The Hermissenda community has a strong tradition of computational modeling to integrate and synthesize results from myriad experiments into a coherent view of neuronal memory storage. The ultimate goal with such models is to demonstrate how paired stimuli produce changes in neuronal properties, neuronal activity, and motor output. An additional advantage of computational models is to explicate and evaluate the assumptions that always accompany conceptual models. Presently, computational models of Hermissenda photoreceptors have been used primarily to investigate two issues. The first is the second-messenger mechanisms underlying temporal sensitivity (discussed in the next section), and the second is the mechanisms (ionic currents) underlying the various changes in excitability and synaptic efficacy.
Several models were created to test hypotheses regarding the role of ionic currents in producing the enhanced generator potential, increased spike frequency, synaptic potentiation, and increase in input resistance. These models include voltage-dependent, calcium-dependent, and light-induced currents. The first model (Sakakibara et al.,1993) supported the hypothesis that a reduction in the transient and calcium-dependent potassium current produces an increased generator potential and enhanced long-lasting depolarization.
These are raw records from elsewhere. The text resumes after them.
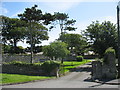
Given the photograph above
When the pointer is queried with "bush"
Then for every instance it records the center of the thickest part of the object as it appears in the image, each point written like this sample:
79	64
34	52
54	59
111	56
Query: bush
79	58
110	50
49	66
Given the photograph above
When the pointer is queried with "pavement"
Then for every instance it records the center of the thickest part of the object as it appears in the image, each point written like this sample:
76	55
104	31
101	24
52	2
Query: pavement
77	78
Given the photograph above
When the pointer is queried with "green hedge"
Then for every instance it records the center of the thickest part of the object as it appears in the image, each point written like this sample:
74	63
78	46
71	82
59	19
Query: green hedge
79	58
50	65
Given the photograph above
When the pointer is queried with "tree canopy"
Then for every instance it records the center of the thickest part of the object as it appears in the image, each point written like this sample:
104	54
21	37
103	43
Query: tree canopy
102	36
56	50
76	43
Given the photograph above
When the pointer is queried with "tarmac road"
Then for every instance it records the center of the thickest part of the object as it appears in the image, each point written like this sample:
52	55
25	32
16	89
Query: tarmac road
78	78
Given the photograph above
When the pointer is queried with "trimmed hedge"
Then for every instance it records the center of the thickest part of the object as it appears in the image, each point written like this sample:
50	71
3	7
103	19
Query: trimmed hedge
50	65
19	67
79	58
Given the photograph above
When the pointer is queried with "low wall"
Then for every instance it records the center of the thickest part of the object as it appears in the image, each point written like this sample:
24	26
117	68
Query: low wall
24	58
26	70
90	56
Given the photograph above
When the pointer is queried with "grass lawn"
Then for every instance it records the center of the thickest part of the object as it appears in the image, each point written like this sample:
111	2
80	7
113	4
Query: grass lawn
16	78
69	65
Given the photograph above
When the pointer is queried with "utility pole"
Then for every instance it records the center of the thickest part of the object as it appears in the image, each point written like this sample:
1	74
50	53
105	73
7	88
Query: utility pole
118	27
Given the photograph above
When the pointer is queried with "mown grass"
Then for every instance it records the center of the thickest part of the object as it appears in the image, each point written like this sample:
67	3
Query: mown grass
16	78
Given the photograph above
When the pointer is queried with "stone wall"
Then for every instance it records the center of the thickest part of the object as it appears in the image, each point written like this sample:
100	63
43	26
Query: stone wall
24	58
106	69
25	70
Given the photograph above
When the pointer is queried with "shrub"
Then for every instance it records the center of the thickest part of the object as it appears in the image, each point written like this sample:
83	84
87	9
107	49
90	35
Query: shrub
79	58
110	50
49	66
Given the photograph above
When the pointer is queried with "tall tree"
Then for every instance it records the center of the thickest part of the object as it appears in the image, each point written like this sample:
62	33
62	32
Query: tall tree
102	36
56	50
64	23
76	43
35	19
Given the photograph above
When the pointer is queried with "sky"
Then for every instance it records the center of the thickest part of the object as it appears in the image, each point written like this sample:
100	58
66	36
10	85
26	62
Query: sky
83	11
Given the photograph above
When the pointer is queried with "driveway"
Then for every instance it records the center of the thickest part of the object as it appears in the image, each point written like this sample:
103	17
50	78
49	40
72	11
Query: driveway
79	78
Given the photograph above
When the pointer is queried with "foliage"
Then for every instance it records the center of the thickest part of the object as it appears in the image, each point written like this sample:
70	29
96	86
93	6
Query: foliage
75	41
36	31
20	63
102	36
110	50
56	50
68	65
9	49
16	78
64	23
36	49
13	30
79	58
50	65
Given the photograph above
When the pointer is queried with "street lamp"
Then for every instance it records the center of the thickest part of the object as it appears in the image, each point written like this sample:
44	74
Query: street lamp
118	26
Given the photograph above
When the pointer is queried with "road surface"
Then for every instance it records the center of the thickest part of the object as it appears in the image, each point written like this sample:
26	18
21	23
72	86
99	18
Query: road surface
79	78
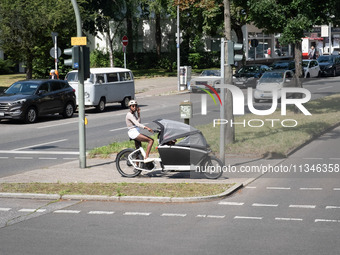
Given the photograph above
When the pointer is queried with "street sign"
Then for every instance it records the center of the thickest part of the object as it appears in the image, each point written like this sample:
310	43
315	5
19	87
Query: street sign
76	41
53	54
254	43
125	41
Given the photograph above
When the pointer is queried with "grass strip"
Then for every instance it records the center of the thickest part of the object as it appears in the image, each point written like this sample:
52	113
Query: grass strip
118	189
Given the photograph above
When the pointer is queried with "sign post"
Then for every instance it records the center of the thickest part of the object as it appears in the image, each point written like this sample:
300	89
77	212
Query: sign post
54	38
125	42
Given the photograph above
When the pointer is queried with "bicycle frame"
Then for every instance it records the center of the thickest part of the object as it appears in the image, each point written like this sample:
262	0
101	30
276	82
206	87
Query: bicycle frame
137	162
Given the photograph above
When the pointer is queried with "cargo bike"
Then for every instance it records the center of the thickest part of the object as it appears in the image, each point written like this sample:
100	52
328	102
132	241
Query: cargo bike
181	148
Later models confirmed these results and in addition showed that the reduction in the calcium-dependent potassium current produced a greater influence on the plateau potential and light-induced firing frequency than did the transient potassium current (Fost and Clark,1996a). A reduction in the persistent calcium current and an enhancement in the hyperpolarization-activated current, two other ionic current changes correlated with classical conditioning, tended to oppose each other in terms of effect on plateau potential and firing frequency (Cai et al.,2003).
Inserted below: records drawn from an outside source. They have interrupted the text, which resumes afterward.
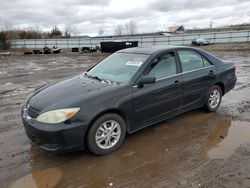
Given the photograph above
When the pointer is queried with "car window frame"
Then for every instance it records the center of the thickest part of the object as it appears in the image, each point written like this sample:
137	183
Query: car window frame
196	52
148	67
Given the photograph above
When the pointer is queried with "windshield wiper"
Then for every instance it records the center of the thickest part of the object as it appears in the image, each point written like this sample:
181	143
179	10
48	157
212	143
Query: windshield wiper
94	77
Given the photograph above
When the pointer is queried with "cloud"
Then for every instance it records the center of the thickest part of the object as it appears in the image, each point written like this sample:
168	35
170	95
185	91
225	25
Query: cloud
88	16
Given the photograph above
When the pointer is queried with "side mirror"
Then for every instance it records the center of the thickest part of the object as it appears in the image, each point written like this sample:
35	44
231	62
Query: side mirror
146	80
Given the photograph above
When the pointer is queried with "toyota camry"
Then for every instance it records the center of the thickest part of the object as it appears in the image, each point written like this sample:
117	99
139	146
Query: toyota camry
127	91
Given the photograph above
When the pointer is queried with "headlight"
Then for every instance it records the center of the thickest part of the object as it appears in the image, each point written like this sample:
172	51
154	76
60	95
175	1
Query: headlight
57	116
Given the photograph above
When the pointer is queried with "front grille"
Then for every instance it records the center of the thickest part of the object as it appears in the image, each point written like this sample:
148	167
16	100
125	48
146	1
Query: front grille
31	112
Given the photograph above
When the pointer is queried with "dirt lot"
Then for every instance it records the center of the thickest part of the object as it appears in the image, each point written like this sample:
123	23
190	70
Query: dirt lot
195	149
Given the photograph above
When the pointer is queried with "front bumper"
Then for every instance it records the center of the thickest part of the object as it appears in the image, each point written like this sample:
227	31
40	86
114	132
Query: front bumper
55	137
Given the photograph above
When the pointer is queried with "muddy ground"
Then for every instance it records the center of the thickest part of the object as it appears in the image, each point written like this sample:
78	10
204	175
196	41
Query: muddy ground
195	149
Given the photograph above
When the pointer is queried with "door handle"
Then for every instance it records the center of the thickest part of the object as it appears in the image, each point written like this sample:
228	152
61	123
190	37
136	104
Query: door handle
211	73
177	83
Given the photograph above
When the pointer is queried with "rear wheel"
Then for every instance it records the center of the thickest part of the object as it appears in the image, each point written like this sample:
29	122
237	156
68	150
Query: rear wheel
214	99
106	134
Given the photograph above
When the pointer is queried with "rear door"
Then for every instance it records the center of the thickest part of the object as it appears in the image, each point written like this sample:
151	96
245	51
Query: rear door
156	101
198	74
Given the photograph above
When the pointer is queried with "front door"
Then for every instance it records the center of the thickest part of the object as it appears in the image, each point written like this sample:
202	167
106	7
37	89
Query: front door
153	102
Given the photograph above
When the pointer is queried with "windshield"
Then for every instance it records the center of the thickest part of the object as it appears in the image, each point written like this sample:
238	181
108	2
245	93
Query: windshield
118	67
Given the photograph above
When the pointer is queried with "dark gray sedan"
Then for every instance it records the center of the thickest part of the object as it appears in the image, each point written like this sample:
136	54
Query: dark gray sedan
129	90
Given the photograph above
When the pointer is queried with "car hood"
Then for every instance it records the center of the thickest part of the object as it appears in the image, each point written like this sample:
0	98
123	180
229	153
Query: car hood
68	93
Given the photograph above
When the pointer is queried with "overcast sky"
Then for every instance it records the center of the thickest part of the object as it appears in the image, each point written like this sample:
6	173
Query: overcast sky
89	16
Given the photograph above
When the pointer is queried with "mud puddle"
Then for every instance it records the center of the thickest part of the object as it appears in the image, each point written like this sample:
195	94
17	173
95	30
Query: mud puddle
237	135
154	157
195	149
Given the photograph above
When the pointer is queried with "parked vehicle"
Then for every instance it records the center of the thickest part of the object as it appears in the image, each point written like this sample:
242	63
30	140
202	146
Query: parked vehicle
56	50
129	90
46	50
200	42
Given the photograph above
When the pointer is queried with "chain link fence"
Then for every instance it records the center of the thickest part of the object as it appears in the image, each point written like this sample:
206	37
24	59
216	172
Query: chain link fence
174	39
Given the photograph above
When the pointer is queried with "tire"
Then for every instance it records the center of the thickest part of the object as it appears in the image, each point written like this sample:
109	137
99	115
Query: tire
213	99
101	139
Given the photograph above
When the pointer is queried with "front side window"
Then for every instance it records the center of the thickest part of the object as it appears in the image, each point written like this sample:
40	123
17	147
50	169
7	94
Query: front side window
118	67
163	66
190	60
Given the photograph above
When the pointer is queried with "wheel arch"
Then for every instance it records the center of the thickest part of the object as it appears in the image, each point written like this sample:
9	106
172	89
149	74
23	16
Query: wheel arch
111	111
222	86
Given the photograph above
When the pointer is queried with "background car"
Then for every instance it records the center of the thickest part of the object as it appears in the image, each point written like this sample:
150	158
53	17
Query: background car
129	90
201	42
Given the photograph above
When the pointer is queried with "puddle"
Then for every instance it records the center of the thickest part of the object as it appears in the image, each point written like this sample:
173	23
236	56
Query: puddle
229	139
48	178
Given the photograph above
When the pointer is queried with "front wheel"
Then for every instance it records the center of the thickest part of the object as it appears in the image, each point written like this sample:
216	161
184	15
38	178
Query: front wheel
214	99
106	134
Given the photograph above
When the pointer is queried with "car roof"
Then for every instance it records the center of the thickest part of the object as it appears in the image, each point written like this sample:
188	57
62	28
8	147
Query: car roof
151	49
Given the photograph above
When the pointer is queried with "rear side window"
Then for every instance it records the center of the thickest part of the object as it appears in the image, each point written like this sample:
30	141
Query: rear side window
191	60
163	66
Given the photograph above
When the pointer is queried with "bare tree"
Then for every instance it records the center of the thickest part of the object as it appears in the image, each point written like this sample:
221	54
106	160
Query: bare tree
131	27
119	30
55	32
The enhancement of synaptic connections is more difficult to explain and may be produced by mechanisms distinct from the changes in voltage-dependent currents. The models above demonstrate that the reduction in the transient potassium current produces spike broadening (Fost and Clark,1996a; Flynn et al.,2003). Since neurotransmitter release depends on calcium influx, which depends on spike width, this result suggests that a reduction in the transient potassium current produces synaptic facilitation. Nonetheless, when the reduction in transient potassium current is coupled with a reduction in calcium current, not only is the enhanced calcium influx eliminated, but calcium influx is depressed below the control (preconditioned) value. Furthermore, an enhancement in the hyperpolarization activated current does not compensate for the reduced calcium influx, most likely due to inactivation of this current at depolarized potentials. Thus, these four current changes result in a reduction in calcium influx, suggesting that the synaptic facilitation is produced by a mechanism independent of spike broadening, such as modulation of postsynaptic channels or presynaptic release probability.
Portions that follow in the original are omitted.